The Liber Eliensis is a 12th-century English chronicle and history, written in Latin. Composed in three books, it was written at Ely Abbey on the island of Ely in the fenlands of eastern Cambridgeshire. The Liber covers the period from the founding of the abbey in 673 until the middle of the 12th century.
About Liber Eliensis in brief
The Liber Eliensis is a 12th-century English chronicle and history, written in Latin. Composed in three books, it was written at Ely Abbey on the island of Ely in the fenlands of eastern Cambridgeshire. The Liber covers the period from the founding of the abbey in 673 until the middle of the 12th century. It chronicles the devastation that the Anarchy caused during the reign of King Stephen. Traditionally the work was ascribed to either Thomas or Richard, two monks of Ely mentioned in the text. Janet Fairweather, a classicist and a recent translator of the Liber, suggests that it may have been written by someone other than the traditional candidates. Whoever the author, the Liber specifically states that it waswritten at the bidding of some members of the monastic community at Ely. Two complete manuscripts survive, complemented by partial manuscripts. The Latin text was published in 1962, and an English translation followed in 2005. It is one of a number of monastic histories written during the middle and later 12th Century. Similar books were written at other English monasteries. These included the Historia Ecclesie Abbendonensis of Abingdon Abbey, the Chronicon Angliae Peturgurgense of Ramsey Abbey, a Chronicon Monaster of Bath and Wells. The northern histories record the foundation of the various religious houses, along with other information relating to those houses. Those from the south, including the Liberiensis, mainly concern themselves with various controversies involving the religious houses and their respective religious houses.

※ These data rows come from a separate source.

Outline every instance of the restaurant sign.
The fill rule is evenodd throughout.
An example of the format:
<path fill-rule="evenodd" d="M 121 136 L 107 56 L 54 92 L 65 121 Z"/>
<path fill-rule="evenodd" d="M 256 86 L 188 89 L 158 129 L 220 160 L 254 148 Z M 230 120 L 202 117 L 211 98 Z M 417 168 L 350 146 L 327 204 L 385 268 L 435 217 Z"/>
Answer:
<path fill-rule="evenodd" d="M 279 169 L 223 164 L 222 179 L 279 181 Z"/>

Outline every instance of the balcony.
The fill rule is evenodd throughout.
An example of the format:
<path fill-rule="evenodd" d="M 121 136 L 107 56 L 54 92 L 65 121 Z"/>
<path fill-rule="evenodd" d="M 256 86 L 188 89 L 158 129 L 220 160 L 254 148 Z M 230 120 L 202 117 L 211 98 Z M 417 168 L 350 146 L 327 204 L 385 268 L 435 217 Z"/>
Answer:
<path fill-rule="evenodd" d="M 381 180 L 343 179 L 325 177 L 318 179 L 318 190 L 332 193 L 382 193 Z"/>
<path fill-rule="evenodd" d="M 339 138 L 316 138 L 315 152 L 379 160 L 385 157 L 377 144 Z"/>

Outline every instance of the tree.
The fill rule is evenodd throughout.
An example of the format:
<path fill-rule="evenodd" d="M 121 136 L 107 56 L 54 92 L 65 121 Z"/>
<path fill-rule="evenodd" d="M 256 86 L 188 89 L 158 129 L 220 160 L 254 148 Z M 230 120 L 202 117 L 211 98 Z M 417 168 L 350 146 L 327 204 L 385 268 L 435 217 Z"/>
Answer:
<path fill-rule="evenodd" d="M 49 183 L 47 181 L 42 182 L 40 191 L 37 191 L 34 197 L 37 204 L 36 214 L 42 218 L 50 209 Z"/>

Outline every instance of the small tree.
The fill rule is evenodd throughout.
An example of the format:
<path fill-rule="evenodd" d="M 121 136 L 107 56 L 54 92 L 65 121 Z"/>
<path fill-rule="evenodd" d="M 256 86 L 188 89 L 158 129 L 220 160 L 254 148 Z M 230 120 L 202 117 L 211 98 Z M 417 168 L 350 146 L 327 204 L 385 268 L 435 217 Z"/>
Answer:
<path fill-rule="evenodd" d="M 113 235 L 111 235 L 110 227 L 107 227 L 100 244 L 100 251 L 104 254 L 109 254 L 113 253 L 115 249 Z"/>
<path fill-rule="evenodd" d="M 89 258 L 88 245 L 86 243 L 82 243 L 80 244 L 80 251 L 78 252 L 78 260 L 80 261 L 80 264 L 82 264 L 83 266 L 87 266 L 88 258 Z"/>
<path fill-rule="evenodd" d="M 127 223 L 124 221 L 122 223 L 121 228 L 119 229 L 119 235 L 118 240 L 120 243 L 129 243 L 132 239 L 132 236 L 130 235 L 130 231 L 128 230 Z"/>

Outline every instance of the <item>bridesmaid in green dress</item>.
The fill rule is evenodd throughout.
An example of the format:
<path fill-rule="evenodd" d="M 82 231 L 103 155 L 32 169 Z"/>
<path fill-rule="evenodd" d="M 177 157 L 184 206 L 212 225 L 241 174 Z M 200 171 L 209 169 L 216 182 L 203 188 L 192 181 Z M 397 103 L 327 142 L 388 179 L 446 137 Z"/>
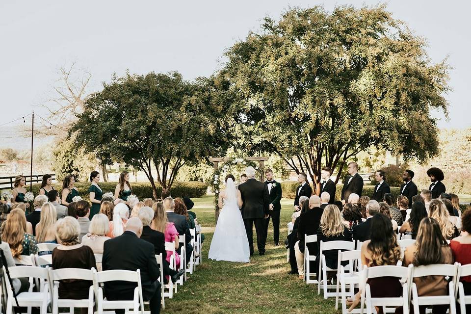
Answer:
<path fill-rule="evenodd" d="M 116 188 L 114 189 L 114 198 L 120 198 L 123 200 L 122 203 L 129 207 L 128 202 L 128 197 L 132 194 L 132 189 L 131 184 L 129 183 L 129 172 L 123 171 L 119 175 L 119 181 Z"/>
<path fill-rule="evenodd" d="M 90 181 L 92 183 L 92 185 L 88 188 L 88 192 L 90 193 L 90 201 L 92 203 L 92 207 L 90 209 L 90 216 L 88 218 L 91 220 L 93 216 L 100 212 L 102 196 L 103 195 L 102 188 L 98 185 L 98 183 L 100 182 L 100 173 L 98 171 L 92 171 L 90 174 Z"/>
<path fill-rule="evenodd" d="M 73 202 L 76 196 L 78 196 L 78 190 L 74 186 L 75 184 L 75 177 L 72 175 L 64 178 L 62 183 L 62 192 L 60 198 L 61 204 L 64 206 L 68 206 Z"/>

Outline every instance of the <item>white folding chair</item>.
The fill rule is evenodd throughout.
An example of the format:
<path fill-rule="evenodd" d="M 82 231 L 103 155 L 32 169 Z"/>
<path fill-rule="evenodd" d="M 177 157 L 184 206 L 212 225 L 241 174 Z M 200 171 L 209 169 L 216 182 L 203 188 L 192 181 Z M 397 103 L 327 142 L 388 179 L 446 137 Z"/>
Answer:
<path fill-rule="evenodd" d="M 373 279 L 382 277 L 397 277 L 400 279 L 407 278 L 407 283 L 402 286 L 402 295 L 396 297 L 372 297 L 371 291 L 369 284 L 365 286 L 364 290 L 362 293 L 361 307 L 360 313 L 363 313 L 365 304 L 366 307 L 366 313 L 372 314 L 375 313 L 374 307 L 403 307 L 403 311 L 405 314 L 409 313 L 409 288 L 410 287 L 411 273 L 412 272 L 412 265 L 409 267 L 401 266 L 383 265 L 375 266 L 370 267 L 365 266 L 364 271 L 366 272 L 366 278 Z M 388 311 L 386 312 L 390 312 Z M 394 309 L 392 309 L 394 312 Z M 419 312 L 416 312 L 419 313 Z"/>
<path fill-rule="evenodd" d="M 104 310 L 122 309 L 125 310 L 132 309 L 134 314 L 144 314 L 144 299 L 142 297 L 142 287 L 141 285 L 141 272 L 139 269 L 136 271 L 114 269 L 96 272 L 94 285 L 97 294 L 97 311 L 98 314 L 103 314 Z M 132 300 L 118 300 L 109 301 L 106 300 L 103 294 L 102 285 L 110 281 L 127 281 L 136 283 L 137 287 L 134 289 L 134 298 Z M 139 310 L 140 308 L 140 310 Z"/>
<path fill-rule="evenodd" d="M 462 314 L 466 313 L 466 305 L 471 304 L 471 295 L 465 294 L 465 288 L 463 283 L 460 282 L 461 277 L 467 276 L 471 276 L 471 264 L 463 265 L 460 264 L 458 268 L 458 276 L 456 276 L 457 288 L 455 289 L 455 297 L 457 297 L 456 302 L 460 305 Z"/>
<path fill-rule="evenodd" d="M 324 290 L 324 299 L 327 299 L 330 296 L 337 296 L 336 292 L 329 292 L 328 290 L 328 289 L 336 288 L 337 286 L 337 285 L 327 284 L 327 271 L 338 271 L 340 262 L 339 262 L 337 268 L 328 267 L 326 264 L 325 256 L 324 255 L 324 252 L 331 250 L 335 250 L 336 252 L 337 252 L 338 250 L 350 251 L 354 249 L 355 242 L 351 241 L 320 241 L 319 256 L 320 257 L 321 260 L 319 263 L 319 278 L 317 278 L 319 284 L 317 285 L 317 294 L 320 294 L 320 289 L 322 288 Z"/>
<path fill-rule="evenodd" d="M 308 248 L 308 243 L 315 243 L 317 241 L 317 235 L 304 235 L 304 279 L 306 284 L 318 284 L 317 279 L 311 279 L 312 276 L 315 276 L 315 272 L 311 272 L 311 262 L 315 261 L 315 255 L 311 255 Z M 289 253 L 288 253 L 289 254 Z"/>
<path fill-rule="evenodd" d="M 59 308 L 69 308 L 70 314 L 74 314 L 75 308 L 86 308 L 88 314 L 93 314 L 95 306 L 94 297 L 93 279 L 95 268 L 85 269 L 83 268 L 60 268 L 54 269 L 49 268 L 50 286 L 51 290 L 51 297 L 52 302 L 52 314 L 58 314 Z M 82 299 L 60 299 L 59 298 L 59 283 L 60 280 L 67 279 L 79 279 L 89 280 L 91 282 L 88 290 L 88 298 Z"/>
<path fill-rule="evenodd" d="M 49 267 L 36 267 L 35 266 L 15 266 L 9 267 L 10 277 L 11 279 L 28 278 L 29 281 L 29 288 L 27 292 L 23 292 L 16 296 L 18 305 L 27 307 L 28 314 L 31 314 L 31 307 L 39 307 L 41 314 L 46 314 L 48 306 L 51 301 L 49 287 L 47 281 L 49 279 L 48 273 Z M 3 274 L 6 276 L 6 270 L 3 267 Z M 33 292 L 33 279 L 39 278 L 39 292 Z M 10 285 L 9 280 L 5 280 L 6 284 L 6 314 L 12 314 L 13 307 L 16 306 L 16 301 L 13 296 L 13 288 Z"/>
<path fill-rule="evenodd" d="M 448 294 L 445 295 L 424 296 L 419 295 L 417 286 L 412 283 L 411 303 L 414 307 L 415 313 L 418 313 L 421 305 L 448 305 L 450 307 L 449 314 L 456 314 L 456 308 L 455 304 L 455 282 L 458 273 L 458 264 L 435 264 L 426 266 L 414 267 L 412 271 L 412 279 L 427 276 L 443 276 L 451 279 L 448 283 Z"/>
<path fill-rule="evenodd" d="M 160 277 L 159 278 L 159 281 L 160 282 L 160 304 L 162 305 L 162 308 L 165 308 L 165 294 L 164 293 L 163 282 L 165 280 L 163 277 L 163 260 L 162 258 L 162 253 L 158 255 L 156 255 L 156 260 L 157 261 L 157 263 L 158 264 L 158 267 L 160 269 Z M 170 290 L 173 289 L 170 288 Z"/>
<path fill-rule="evenodd" d="M 341 294 L 342 313 L 346 313 L 347 297 L 355 295 L 354 288 L 360 283 L 360 271 L 362 269 L 361 250 L 357 249 L 342 252 L 339 250 L 339 262 L 348 261 L 348 264 L 340 265 L 337 271 L 337 287 L 335 296 L 335 309 L 339 308 L 339 296 Z M 347 287 L 349 289 L 347 291 Z M 340 291 L 339 291 L 339 288 Z"/>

To a large extent the work is composite; that is to say, it is a borrowing from at least earlier sources, such as Bede’s Ecclesiastical History of the People of the English, or the early medieval writer Bede of Bede. It was written in two stages: first under Bishop Hervey le Breton, in office from 1109 to 1133; and continued under Bishop Geoffrey Ridel, who served from 1173 to 1189. The third and final book was completed between 1169 and 1174, when a new bishop was appointed. E. O. Blake, who edited the first Latin printing of the work, concludes that the Liber was probably composed in three parts, based on its contents. It could not have been started before 1154, as it records events from that year. Other themes include the miracles worked by the monastery’s patron saint, Æthelthryth, and gifts of land to Ely. The historian Antonia Gransden is inclined to believe that theWork is by Richard, who is usually identified with the Richard who was recorded as sub-prior and prior of Ely, holding the latter office from 1177 until some time between 1189 and 1194. The work typifies a type of local history produced during the latter part of the 1170s and 1200s. It also documents the career of Nigel, the Bishop of Ely from 1133 to 1169, and his disputes with King Stephen,.